Volume 27, Issue 1, pages 53–63, July 2004
How to Cite
Hauser, E. R., Watanabe, R. M., Duren, W. L., Bass, M. P., Langefeld, C. D. and Boehnke, M. (2004), Ordered subset analysis in genetic linkage mapping of complex traits. Genet. Epidemiol., 27: 53–63. doi: 10.1002/gepi.20000
- Issue online: 2 JUN 2004
- Version of Record online: 8 APR 2004
- Manuscript Accepted: 8 SEP 2003
- Manuscript Received: 27 AUG 2002
- NIH. Grant Numbers: MH59528, DK09525, HG00040, HG00376
- linkage analysis;
- genetic heterogeneity;
- complex traits
Etiologic heterogeneity is a fundamental feature of complex disease etiology; genetic linkage analysis methods to map genes for complex traits that acknowledge the presence of genetic heterogeneity are likely to have greater power to identify subtle changes in complex biologic systems. We investigate the use of trait-related covariates to examine evidence for linkage in the presence of heterogeneity. Ordered-subset analysis (OSA) identifies subsets of families defined by the level of a trait-related covariate that provide maximal evidence for linkage, without requiring a priori specification of the subset.
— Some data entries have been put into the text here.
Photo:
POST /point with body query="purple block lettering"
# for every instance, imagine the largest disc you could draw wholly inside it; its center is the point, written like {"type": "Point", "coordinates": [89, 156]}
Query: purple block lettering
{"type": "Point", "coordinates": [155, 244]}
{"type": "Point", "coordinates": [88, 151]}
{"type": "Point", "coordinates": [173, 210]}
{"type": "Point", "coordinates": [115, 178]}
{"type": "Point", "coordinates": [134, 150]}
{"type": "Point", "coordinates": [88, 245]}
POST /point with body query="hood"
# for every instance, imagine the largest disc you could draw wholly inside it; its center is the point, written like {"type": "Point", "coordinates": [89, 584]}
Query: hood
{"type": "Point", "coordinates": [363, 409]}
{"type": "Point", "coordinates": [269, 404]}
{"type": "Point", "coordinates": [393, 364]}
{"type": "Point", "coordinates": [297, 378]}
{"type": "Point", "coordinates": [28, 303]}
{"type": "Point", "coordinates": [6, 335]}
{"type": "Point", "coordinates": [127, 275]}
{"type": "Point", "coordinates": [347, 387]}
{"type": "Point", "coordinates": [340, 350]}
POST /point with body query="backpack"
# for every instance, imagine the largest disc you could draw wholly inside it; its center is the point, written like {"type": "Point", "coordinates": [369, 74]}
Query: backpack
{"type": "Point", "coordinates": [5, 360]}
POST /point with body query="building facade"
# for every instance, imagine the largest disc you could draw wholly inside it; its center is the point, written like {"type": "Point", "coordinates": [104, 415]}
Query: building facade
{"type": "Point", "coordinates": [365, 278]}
We propose that examining evidence for linkage in the subset directly may result in a more etiologically homogeneous sample. In turn, the reduced impact of heterogeneity will result in increased overall evidence for linkage to a specific region and a more distinct lod score peak. In addition, identification of a subset defined by a specific trait-related covariate showing increased evidence for linkage may help refine the list of candidate genes in a given region and suggest a useful sample in which to begin searching for trait-associated polymorphisms. This method provides a means to begin to bridge the gap between initial identification of linkage and identification of the disease predisposing variant(s) within a region when mapping genes for complex diseases. We illustrate this method by analyzing data on breast cancer age of onset and chromosome 17q [Hall et al., 1990, Science 250:1684–1689]. We evaluate OSA using simulation studies under a variety of genetic models. © 2004 Wiley-Liss, Inc.